(JW Insights) Mar 16 -- The technological decoupling between the US and China is spreading into software, as concerns over cyberattacks fuel increasing reluctance among developers to incorporate software components created in China, reported Nikkei Asia on March 16.
China's increasing footprint in software development has raised alarms in the U.S., Japan and elsewhere.
According to the Linux Foundation, 98% of global organizations regularly use open-source software. Chinese users in 2021 made up 10% of the more than 100 million developers on GitHub, the world's largest code hosting platform, making them the largest contributors after those in the U.S., which accounts for 19%, said the Nikkei Asia report.

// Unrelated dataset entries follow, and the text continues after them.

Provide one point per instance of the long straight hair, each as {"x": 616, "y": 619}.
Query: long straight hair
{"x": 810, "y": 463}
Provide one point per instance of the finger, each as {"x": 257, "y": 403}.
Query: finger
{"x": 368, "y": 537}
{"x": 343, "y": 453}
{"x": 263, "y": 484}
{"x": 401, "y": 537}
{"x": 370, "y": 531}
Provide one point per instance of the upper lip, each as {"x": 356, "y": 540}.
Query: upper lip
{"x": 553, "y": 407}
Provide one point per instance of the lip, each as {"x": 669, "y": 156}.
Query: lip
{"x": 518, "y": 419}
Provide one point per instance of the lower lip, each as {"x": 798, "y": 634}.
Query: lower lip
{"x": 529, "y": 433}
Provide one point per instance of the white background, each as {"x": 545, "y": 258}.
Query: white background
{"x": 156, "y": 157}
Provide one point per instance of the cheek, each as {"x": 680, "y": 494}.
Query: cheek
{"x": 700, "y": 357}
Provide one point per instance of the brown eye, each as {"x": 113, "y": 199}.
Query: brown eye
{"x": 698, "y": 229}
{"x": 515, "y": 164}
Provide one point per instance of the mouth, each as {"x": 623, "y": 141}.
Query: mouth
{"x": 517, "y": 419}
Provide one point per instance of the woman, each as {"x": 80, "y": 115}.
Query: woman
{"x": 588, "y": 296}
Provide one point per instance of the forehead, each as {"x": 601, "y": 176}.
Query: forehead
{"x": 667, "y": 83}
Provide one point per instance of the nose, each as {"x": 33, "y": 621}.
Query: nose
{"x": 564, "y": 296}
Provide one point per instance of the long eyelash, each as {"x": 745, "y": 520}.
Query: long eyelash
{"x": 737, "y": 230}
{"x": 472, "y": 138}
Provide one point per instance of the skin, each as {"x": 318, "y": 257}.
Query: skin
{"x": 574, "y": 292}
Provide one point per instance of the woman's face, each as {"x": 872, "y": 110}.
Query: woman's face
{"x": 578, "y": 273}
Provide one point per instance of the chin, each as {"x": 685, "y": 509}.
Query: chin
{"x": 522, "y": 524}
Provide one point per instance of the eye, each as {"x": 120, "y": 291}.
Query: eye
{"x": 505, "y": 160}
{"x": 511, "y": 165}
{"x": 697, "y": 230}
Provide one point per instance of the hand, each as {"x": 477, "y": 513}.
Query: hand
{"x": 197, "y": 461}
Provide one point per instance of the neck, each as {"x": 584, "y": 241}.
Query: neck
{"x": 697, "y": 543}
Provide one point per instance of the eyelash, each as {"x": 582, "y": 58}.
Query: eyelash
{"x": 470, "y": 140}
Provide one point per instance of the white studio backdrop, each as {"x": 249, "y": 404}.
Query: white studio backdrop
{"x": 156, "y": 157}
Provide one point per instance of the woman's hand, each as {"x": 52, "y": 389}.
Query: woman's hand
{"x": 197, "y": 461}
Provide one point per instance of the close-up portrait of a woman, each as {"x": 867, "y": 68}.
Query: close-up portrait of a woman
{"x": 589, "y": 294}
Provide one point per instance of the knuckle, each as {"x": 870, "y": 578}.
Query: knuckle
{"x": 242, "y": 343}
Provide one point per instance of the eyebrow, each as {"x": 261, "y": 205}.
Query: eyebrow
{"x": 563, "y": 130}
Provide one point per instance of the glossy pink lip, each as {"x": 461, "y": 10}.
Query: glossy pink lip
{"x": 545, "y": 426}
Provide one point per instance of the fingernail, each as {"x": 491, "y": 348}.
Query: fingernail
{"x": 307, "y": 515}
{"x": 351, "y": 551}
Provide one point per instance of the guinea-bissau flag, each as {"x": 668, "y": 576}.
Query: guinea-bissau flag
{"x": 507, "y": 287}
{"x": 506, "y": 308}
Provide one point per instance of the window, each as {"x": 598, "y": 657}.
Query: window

"We are seeing more software with ties to China, leading to a decoupling in software development," said Hidekazu Kamino, a member of Japanese secondhand marketplace Mercari's intellectual property team. With an app relying on 15,000 software components, the company's ability to provide a stable service hinges on avoiding using software deemed potentially problematic by the government.
But there is concern that limits on the use of software with ties to China could hamper tech companies, like Mercari, as they develop new products.
U.S. lawmakers introduced legislation in the Senate last year to ensure the security of the software used by federal agencies. The White House also issued an executive order directing federal contractors to disclose information about their software, said the Nikkei Asia report.
Washington has already imposed tighter restrictions on developing and exporting semiconductors and other advanced technology to China.
A similar move for software could risk severing software supply chains. Companies would be left scrambling for alternatives, and failing to switch in time could delay or halt development of a variety of product types, including electric vehicles and smartphones, said the Nikkei Asia report.
Japan and the U.S. reached an agreement in January to set similar levels of security standards for government-procured software. Toyota Motor has begun working with parts suppliers to increase visibility of the software developers whose products are used along its supply chain.
"We can't get a clear view into our supply chain as a whole unless we drive the effort to collect software information," a Toyota executive said.
China, meanwhile, is working to fortify its own software supply chains. Its five-year "national informatization" plan released in 2021 calls for encouraging the establishment of "open-source communities." The state-supported Gitee code hosting platform, China's answer to GitHub, doubled its developer base in two years to 8 million in 2021, according to the Nikkei Asia report.
Japan remains behind the curve. Only 11% of Japanese IT companies know who developed the software they use, according to US-based research firm IDC.